The Board advanced several rationales for striking down Boeing and LA Specialty Produce. The majority opined that those decisions failed to account for the economic dependency of employees on their employers. To maintain their employment, the Board said, employees will construe an ambiguous rule to prohibit activities protected by the NLRA, and the work rule therefore interferes with and restrains such activity. Additionally, the majority posited that Boeing placed too much weight on employer interests by not requiring the employer drafting the rule to narrowly-tailor the rule to only promote its legitimate and substantial interest.
Further, the Board rejected Boeing’s “categorical” approach to certain work rules. Moving forward, the Board will use a case-by-case analysis and assess the challenged rules, their language, and the employer interests actually invoked to justify the rules. Put simply, the Board will no longer categorize certain work rules as always lawful to maintain, as the Trump Board did with several work rules.
Applying its new standard, the Board affirmed an administrative law judge’s decision that the employer’s rules governing conflicts of interest, personal conduct, and confidentiality of harassment complaints violated Section 8(a)(1) of the Act.
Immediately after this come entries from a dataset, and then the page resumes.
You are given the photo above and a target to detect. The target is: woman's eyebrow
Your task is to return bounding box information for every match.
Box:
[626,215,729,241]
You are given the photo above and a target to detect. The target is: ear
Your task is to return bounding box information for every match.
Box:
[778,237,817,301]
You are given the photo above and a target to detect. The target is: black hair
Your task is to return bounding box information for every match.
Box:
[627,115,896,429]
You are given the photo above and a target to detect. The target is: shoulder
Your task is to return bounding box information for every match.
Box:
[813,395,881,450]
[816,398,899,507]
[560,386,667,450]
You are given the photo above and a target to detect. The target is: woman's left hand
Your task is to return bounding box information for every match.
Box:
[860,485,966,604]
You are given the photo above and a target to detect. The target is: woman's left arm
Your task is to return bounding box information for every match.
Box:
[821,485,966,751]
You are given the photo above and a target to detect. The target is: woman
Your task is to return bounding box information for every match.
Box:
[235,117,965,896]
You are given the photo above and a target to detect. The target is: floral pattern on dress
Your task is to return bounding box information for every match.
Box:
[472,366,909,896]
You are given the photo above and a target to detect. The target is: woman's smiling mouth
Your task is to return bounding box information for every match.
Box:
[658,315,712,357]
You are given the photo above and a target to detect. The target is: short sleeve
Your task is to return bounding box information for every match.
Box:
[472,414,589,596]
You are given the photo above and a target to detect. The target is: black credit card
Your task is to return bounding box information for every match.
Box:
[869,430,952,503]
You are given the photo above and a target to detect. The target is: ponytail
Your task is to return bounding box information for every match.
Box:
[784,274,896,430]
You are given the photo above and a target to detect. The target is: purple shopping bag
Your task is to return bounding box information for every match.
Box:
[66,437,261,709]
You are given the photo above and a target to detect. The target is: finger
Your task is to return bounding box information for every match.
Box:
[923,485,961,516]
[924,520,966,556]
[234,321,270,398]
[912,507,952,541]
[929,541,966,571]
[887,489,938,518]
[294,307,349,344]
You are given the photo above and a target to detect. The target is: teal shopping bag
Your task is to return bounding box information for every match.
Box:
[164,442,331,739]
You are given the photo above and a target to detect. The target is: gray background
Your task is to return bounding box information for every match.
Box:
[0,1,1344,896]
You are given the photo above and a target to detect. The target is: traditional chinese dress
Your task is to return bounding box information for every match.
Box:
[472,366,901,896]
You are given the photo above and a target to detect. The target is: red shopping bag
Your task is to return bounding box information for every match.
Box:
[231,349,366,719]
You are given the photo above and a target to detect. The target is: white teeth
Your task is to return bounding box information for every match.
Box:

Notably, the Board remanded the employer’s investigation confidentiality rule to the ALJ to apply the Stericycle standard to that rule. Such action sets the stage for the Biden Board to formally overrule Apogee Retail, another Trump-era decision that held that employers may require employee confidentiality for the duration of an investigation.
Takeaways and What’s Next
This holding certainly eliminates employer certainty that delineated categories of work rules would always be held lawful. Employers must now assess its facially neutral work rules to determine if the rule – as analyzed by an ardently pro-employee and pro-union GC and Board – could reasonably be interpreted as interfering with or restricting employees’ exercise of activities protected by the NLRA. An employer would be justified in assuming that most work rules will be so interpreted by this GC and the Board. Employers must ask themselves if they can first articulate the legitimate and substantial interest the rule advances. And even if the employer can do so, it must then make a sober assessment as to whether the rule could be “more narrowly tailored” to advance that same interest.
This decision is likely a harbinger for coming Board decisions wielding this standard to find many of the same work rules held lawful under Boeing to now be unlawful. Civility rules, no-recording rules, rules prohibiting outside employment (because it can be used against union “salts” trying to obtain employment with employers and then organize those employers), investigative confidentiality rules, and media contact rules, among others, are likely on the Board’s chopping block. We will keep you updated concerning these developments.